Et, comme toujours, avec un soutien financier à la hauteur des missions à accomplir. Pour l'heure, toutes les filières devant se concerter en leur sein pour établir leurs besoins, les moyens financiers n'ont pas été budgétés. Une proposition devra être faite à l'État d'ici la fin de l'année. L'enjeu est de taille, puisqu'il s'agit de préserver les productions agricoles et la souveraineté alimentaire du territoire. À ce sujet, le président a déjà son idée : pourquoi ne pas s'inspirer de la multirisque climatique pour mettre en place un outil assurantiel sanitaire afin de protéger toutes les cultures existantes et émergentes ? L'idée est, en tout cas, lancée...
IL a dit-
"La Fredon Occitanie est une structure jeune. On est en train de retrouver un équilibre financier et politique, mais on doit travailler sur la structuration de notre réseau. À noter que la Fredon Occitanie est la seule à fonctionner en département. Notre rôle est de faire au mieux les missions qui nous sont confiées par l'État. Je souhaite rappeler que la Fredon est un acteur de la profession au même titre que les autres structures au service de l'agriculture. Nous sommes à côté de la profession et pas contre. Il faut garder en mémoire qu'une bonne surveillance économise des produits phytosanitaires et assure la pérennité des cultures. Autrement dit, nous sommes une solution plus qu'un problème pour les professionnels."
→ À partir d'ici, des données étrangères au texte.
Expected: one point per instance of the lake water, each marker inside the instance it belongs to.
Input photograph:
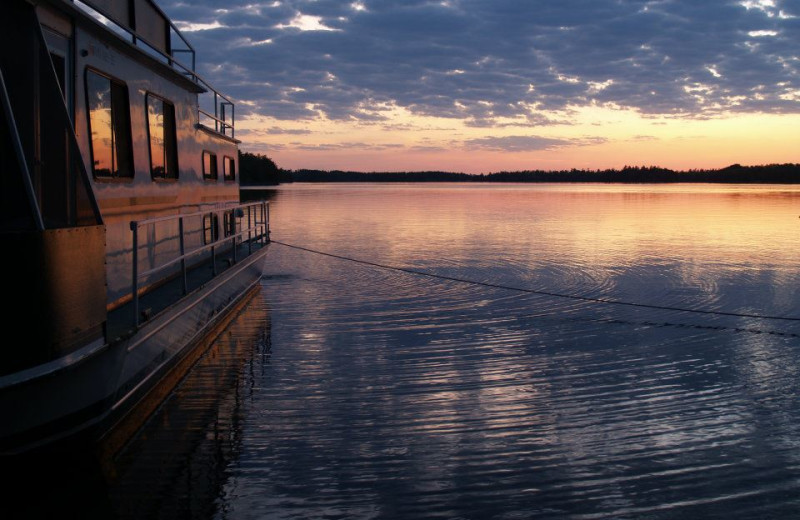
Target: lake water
(619, 357)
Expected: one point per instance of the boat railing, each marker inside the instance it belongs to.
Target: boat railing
(256, 232)
(223, 118)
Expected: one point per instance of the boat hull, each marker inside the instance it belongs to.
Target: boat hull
(95, 388)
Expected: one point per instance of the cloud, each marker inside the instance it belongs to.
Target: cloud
(493, 62)
(526, 143)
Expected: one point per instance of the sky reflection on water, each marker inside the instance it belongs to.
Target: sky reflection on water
(381, 394)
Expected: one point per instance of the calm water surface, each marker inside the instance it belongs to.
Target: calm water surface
(374, 393)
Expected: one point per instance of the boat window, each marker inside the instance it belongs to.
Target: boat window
(209, 166)
(210, 231)
(229, 168)
(163, 143)
(109, 126)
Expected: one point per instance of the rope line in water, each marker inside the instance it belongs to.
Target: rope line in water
(537, 291)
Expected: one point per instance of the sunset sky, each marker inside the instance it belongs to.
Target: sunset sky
(489, 85)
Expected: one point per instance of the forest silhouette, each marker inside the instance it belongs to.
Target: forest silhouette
(260, 170)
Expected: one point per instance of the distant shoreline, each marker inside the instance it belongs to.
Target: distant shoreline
(734, 174)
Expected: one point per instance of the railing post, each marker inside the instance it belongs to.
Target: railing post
(266, 212)
(249, 230)
(216, 112)
(135, 281)
(183, 259)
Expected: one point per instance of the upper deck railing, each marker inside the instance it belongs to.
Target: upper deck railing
(146, 26)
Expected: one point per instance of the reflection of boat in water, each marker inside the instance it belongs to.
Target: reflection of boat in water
(124, 237)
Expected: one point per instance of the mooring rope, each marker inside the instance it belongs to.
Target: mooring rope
(578, 297)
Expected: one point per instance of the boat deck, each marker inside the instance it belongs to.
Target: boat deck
(121, 321)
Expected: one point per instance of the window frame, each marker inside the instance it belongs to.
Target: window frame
(123, 124)
(170, 139)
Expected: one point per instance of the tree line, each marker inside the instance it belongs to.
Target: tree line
(256, 169)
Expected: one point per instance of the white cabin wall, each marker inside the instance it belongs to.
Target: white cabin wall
(124, 200)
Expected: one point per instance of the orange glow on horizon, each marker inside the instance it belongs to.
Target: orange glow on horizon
(591, 138)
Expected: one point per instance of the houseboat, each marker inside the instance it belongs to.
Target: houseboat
(125, 244)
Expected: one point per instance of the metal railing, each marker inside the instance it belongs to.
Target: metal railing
(257, 231)
(221, 123)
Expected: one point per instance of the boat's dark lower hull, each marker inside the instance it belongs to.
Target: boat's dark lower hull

Le passeport phytosanitaire atteste que les végétaux sont conformes aux règles européennes relatives à la santé des végétaux. Il s'agit d'une étiquette officielle permettant la circulation des végétaux, produits végétaux et autres objets sur le territoire de l'Union européenne, ainsi que leur introduction et leur circulation dans les zones protégées telles que la Corse et la Bretagne. L'apposition du passeport phytosanitaire est exigée pour tous les opérateurs professionnels exerçant des activités liées au domaine du végétal. En revanche, elle n'est pas exigée dans le cadre de la vente de végétaux aux particuliers, sauf dans trois cas : vente à distance avec expédition postale ; fourniture de végétaux pour les zones protégées ; et quelques cas particuliers.